Fuller's focus is not on pollution in general, but more specifically on disease-causing pollution that impacts the health of people, especially those living in low- and middle-income countries.

Through Pure Earth and the Global Alliance on Health and Pollution, Fuller lobbied the United Nations to provide more detail relating to its pollution goals in its Sustainable Development Goals (SDGs). Fuller was dissatisfied with the initial SDGs, saying that "we were all worried about a year and half ago that there was nothing listed of any substance about pollution in the SDGs. It was sparse, at best". Ultimately, Fuller and his groups were successful, and he said "we managed to get a target written in — 3.9 — within the health goal that says we need to substantially reduce death and disability from all types of pollution. That means contaminated sites, air, water, and ground pollution from chemicals".
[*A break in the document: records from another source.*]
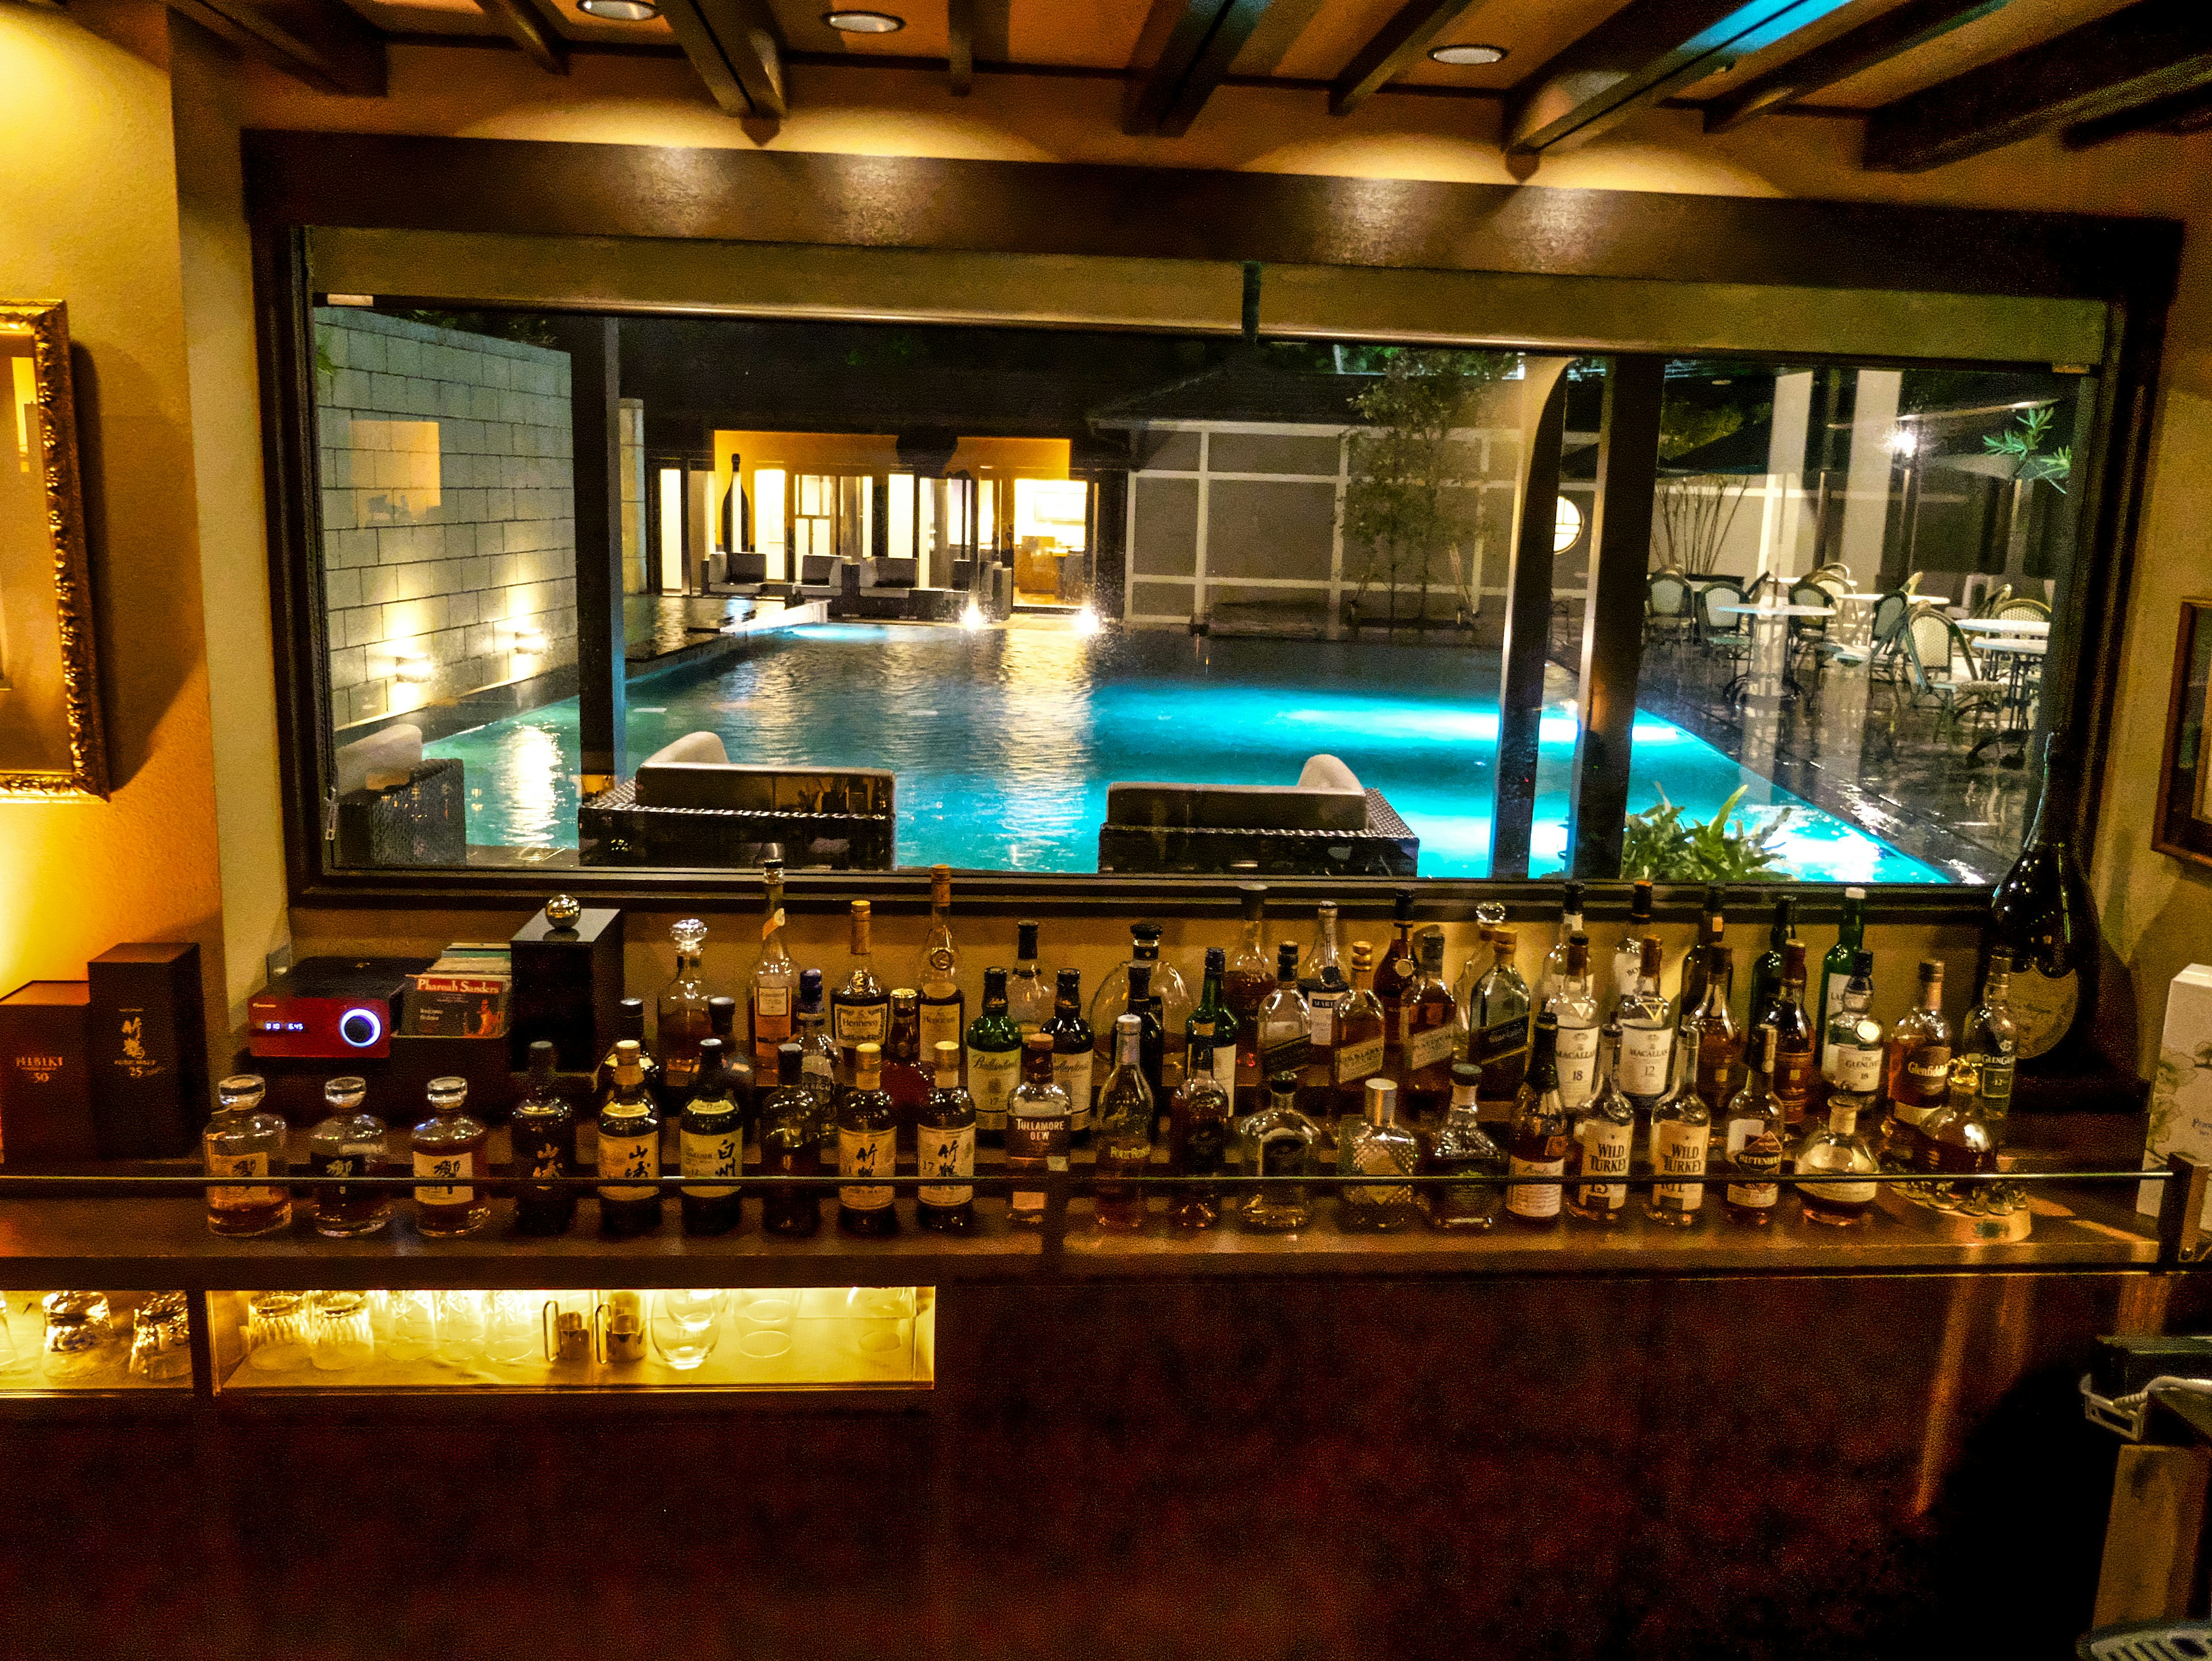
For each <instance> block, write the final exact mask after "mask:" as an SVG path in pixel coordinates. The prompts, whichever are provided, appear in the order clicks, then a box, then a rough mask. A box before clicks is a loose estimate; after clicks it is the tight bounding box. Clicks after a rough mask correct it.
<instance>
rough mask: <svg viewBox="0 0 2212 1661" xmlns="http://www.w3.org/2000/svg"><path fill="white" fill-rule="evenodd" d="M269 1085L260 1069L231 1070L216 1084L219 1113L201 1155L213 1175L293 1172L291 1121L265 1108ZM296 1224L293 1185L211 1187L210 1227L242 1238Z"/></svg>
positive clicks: (209, 1221) (210, 1195)
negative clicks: (276, 1114) (289, 1135)
mask: <svg viewBox="0 0 2212 1661" xmlns="http://www.w3.org/2000/svg"><path fill="white" fill-rule="evenodd" d="M263 1095H268V1084H263V1079H261V1077H259V1075H257V1073H232V1075H230V1077H228V1079H223V1082H221V1084H217V1086H215V1115H212V1117H210V1119H208V1128H206V1130H204V1132H201V1135H199V1157H201V1161H204V1163H206V1168H208V1174H210V1177H279V1179H281V1177H288V1174H290V1172H292V1161H290V1159H288V1157H285V1135H288V1126H285V1121H283V1119H281V1117H276V1115H274V1112H263V1110H261V1097H263ZM281 1228H292V1190H290V1188H283V1185H268V1188H261V1185H257V1188H210V1190H208V1232H210V1234H228V1236H234V1239H243V1236H248V1234H274V1232H276V1230H281Z"/></svg>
Fuller gave a speech to World Bank in 2018, in which he said that "toxic pollution is the largest cause of death in the world. Yet it is one of the most underreported and underfunded global problems".

== Publications ==

=== The Brown Agenda ===
He is co-author of The Brown Agenda: My Mission To Clean up The World's Most Life-Threatening Pollution, alongside Damon DiMarco. The book was published in 2015 by the Santa Monica Press. The book documents Fuller's adventures at some of the world's most toxic locations, and introduces readers to the plight of the poisoned poor, suggesting specific ways in which anyone can help combat brown sites all over the world.

In a 2015 interview about the book on The Takeaway on NPR, Fuller noted the differences in approaches to climate change and pollution: "... over the last couple of decades, climate change has taken over as the key environmental issue. So now we find that the agenda of these countries is biodiversity and climate change, and pollution has simply dropped off the map. This is an extraordinary result and one we really need to turn around".
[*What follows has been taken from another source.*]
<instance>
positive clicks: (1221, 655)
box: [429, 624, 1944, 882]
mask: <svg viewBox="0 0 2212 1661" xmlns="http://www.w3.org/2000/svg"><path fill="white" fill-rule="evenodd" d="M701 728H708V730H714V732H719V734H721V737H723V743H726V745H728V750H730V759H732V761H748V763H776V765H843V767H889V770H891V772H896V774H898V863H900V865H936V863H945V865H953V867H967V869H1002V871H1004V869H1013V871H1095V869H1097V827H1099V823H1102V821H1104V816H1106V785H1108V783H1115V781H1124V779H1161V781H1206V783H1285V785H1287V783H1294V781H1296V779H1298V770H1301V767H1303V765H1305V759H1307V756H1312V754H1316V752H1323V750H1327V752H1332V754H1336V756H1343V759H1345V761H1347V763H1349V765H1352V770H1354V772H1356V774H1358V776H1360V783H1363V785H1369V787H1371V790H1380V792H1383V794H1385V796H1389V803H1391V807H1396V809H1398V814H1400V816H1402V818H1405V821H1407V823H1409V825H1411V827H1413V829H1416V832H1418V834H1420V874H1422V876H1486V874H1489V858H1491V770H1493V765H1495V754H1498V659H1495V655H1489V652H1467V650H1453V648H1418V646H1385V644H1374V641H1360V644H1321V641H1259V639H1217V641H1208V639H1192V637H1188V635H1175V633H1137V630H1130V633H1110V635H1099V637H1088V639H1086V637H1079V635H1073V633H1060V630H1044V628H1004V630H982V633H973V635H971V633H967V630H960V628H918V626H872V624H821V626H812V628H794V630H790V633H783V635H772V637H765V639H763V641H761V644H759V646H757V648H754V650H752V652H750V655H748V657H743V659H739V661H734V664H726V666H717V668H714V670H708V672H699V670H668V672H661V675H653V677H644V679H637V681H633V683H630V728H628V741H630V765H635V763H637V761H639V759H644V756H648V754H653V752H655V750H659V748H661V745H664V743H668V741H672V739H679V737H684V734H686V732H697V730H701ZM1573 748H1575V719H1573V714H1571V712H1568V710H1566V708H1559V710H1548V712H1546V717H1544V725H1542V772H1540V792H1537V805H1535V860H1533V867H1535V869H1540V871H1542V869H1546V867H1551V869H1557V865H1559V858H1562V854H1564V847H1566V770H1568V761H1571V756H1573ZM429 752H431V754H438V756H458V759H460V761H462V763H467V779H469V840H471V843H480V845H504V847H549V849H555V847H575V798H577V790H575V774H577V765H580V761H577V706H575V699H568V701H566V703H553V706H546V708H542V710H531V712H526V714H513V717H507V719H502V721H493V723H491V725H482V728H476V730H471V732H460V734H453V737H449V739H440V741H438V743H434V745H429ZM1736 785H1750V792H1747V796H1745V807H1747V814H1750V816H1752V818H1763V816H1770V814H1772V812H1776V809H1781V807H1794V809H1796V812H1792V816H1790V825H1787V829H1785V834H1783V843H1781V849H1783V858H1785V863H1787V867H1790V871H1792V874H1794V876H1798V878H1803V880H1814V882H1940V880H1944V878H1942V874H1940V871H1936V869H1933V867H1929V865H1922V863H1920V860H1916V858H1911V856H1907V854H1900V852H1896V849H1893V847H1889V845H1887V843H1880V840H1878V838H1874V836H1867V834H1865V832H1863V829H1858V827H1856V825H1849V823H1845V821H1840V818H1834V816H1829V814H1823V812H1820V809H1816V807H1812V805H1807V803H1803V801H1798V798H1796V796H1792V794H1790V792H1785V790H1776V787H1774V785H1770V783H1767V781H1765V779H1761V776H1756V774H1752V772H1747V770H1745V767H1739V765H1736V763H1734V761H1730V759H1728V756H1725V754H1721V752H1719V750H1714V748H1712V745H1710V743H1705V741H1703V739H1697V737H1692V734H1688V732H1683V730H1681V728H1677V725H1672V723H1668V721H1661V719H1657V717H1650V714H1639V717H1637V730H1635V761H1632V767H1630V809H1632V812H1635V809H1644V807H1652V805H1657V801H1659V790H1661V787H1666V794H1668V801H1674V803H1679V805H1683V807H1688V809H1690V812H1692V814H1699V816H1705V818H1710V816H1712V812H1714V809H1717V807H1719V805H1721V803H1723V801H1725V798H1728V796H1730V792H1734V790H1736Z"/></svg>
"We've already solved most of the pollution problems in the West. There aren't people dying in droves in the U.S. or in England - they're all dying overseas, in low- and middle-income countries," he told the Thomson Reuters Foundation on the publication of the book.

=== Other pieces ===
In 2017, Richard Fuller co-authored a piece with Philip J. Landrigan published in the UN Perspectives series, titled "The Impact of Pollution on Planetary Health: Emergence of an Underappreciated Risk Factor".
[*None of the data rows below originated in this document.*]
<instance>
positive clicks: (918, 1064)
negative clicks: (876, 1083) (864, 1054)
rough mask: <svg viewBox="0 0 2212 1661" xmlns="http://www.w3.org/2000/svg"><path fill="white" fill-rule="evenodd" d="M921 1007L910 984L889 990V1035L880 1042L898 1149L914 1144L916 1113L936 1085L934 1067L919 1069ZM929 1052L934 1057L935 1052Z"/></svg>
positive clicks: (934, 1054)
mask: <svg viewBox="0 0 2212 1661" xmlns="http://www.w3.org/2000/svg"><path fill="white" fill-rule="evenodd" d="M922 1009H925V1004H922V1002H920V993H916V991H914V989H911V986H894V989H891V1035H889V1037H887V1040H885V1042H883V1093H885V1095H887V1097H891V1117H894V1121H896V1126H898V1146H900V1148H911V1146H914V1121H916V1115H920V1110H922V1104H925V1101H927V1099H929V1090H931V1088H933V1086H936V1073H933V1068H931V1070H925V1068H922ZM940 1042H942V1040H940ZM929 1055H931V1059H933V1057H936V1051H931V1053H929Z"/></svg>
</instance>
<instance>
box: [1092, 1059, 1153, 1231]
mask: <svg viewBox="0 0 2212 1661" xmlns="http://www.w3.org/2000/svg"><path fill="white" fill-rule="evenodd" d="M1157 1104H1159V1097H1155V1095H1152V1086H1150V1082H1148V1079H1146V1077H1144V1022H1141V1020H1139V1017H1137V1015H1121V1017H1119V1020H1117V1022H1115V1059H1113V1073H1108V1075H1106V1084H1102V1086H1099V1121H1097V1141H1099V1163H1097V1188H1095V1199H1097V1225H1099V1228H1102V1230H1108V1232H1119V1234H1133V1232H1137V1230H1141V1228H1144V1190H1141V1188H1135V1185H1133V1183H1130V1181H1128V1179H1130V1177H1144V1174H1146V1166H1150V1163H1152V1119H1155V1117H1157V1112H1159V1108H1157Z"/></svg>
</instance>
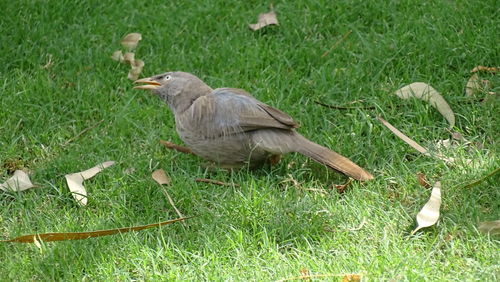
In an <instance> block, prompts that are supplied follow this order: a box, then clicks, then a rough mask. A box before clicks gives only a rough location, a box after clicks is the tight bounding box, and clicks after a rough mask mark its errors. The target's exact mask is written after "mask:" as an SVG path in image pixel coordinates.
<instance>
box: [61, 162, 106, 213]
mask: <svg viewBox="0 0 500 282" xmlns="http://www.w3.org/2000/svg"><path fill="white" fill-rule="evenodd" d="M114 164H115V162H114V161H107V162H103V163H101V164H98V165H96V166H94V167H92V168H89V169H87V170H84V171H81V172H76V173H71V174H66V175H65V177H66V182H67V183H68V187H69V190H70V191H71V194H72V195H73V197H74V198H75V199H76V201H77V202H78V203H79V204H80V205H82V206H85V205H87V190H85V187H84V186H83V181H84V180H87V179H90V178H92V177H93V176H94V175H96V174H97V173H99V172H100V171H101V170H103V169H105V168H107V167H109V166H112V165H114Z"/></svg>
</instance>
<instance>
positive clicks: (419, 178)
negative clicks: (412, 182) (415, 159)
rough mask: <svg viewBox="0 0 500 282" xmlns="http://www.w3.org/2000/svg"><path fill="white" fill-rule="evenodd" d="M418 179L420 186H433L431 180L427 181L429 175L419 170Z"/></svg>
mask: <svg viewBox="0 0 500 282" xmlns="http://www.w3.org/2000/svg"><path fill="white" fill-rule="evenodd" d="M417 181H418V184H420V186H424V187H425V188H429V187H431V185H430V184H429V182H427V177H426V176H425V174H423V173H421V172H417Z"/></svg>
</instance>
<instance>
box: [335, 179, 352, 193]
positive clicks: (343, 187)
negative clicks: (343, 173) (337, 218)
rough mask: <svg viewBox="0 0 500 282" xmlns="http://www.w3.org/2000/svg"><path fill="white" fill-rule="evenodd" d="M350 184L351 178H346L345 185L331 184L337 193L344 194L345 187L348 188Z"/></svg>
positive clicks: (341, 184)
mask: <svg viewBox="0 0 500 282" xmlns="http://www.w3.org/2000/svg"><path fill="white" fill-rule="evenodd" d="M351 182H352V178H350V177H349V178H348V179H347V181H346V183H344V184H333V187H335V189H337V192H339V193H344V191H345V189H346V188H347V186H349V184H351Z"/></svg>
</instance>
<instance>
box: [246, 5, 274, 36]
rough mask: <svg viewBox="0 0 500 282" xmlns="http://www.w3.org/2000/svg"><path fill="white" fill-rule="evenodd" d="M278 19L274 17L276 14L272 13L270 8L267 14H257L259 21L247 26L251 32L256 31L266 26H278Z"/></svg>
mask: <svg viewBox="0 0 500 282" xmlns="http://www.w3.org/2000/svg"><path fill="white" fill-rule="evenodd" d="M278 24H279V23H278V18H277V17H276V13H275V12H274V11H273V9H272V7H271V11H270V12H269V13H263V14H259V19H258V20H257V23H255V24H249V25H248V26H249V27H250V29H251V30H253V31H256V30H259V29H261V28H263V27H266V26H268V25H278Z"/></svg>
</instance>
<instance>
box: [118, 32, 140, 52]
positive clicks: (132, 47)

In 2019, he co-authored Pollution and Children's Health, which noted that "pollution was responsible in 2016 for 940,000 deaths in children, two-thirds under age 5," and that "92% of pollution-related deaths in children occur in low- and middle-income countries". He concluded in the piece that "pollution prevention presents a major, largely unexploited opportunity to improve children’s health especially in low and middle-income countries".

== Views ==
Fuller believes that much of pollution can be solved. Fuller told the Associated Press in 2006 that "we have known technologies and proven strategies for eliminating a lot of this pollution". In 2010 he told Time that "there’s a finite number of polluted sites out there, and you can fix them for relatively little". In a 2015 opinion piece, Fuller wrote that the problems of pollution "are fixable", and that when issues related to pollution are addressed "the biggest single source of death on the planet — let alone an enormous drain on human and environmental well-being, not to mention economic growth — will be vanquished".

== Recognition ==
In October 2022, Richard Fuller was included in the Future Perfect 50 list from Vox, recognizing “the scientists, thinkers, scholars, writers, and activists building a more perfect future”.

In June 2018, Fuller was awarded the Order of Australia Medal (OAM) in recognition of his service to conservation and the environment.

In October 2019, Fuller received an Advance Award for Social Impact from the Australian government for his 20 years of pioneering work with Pure Earth and his leadership in tacking the issue as "a toxic pollution fighting hero".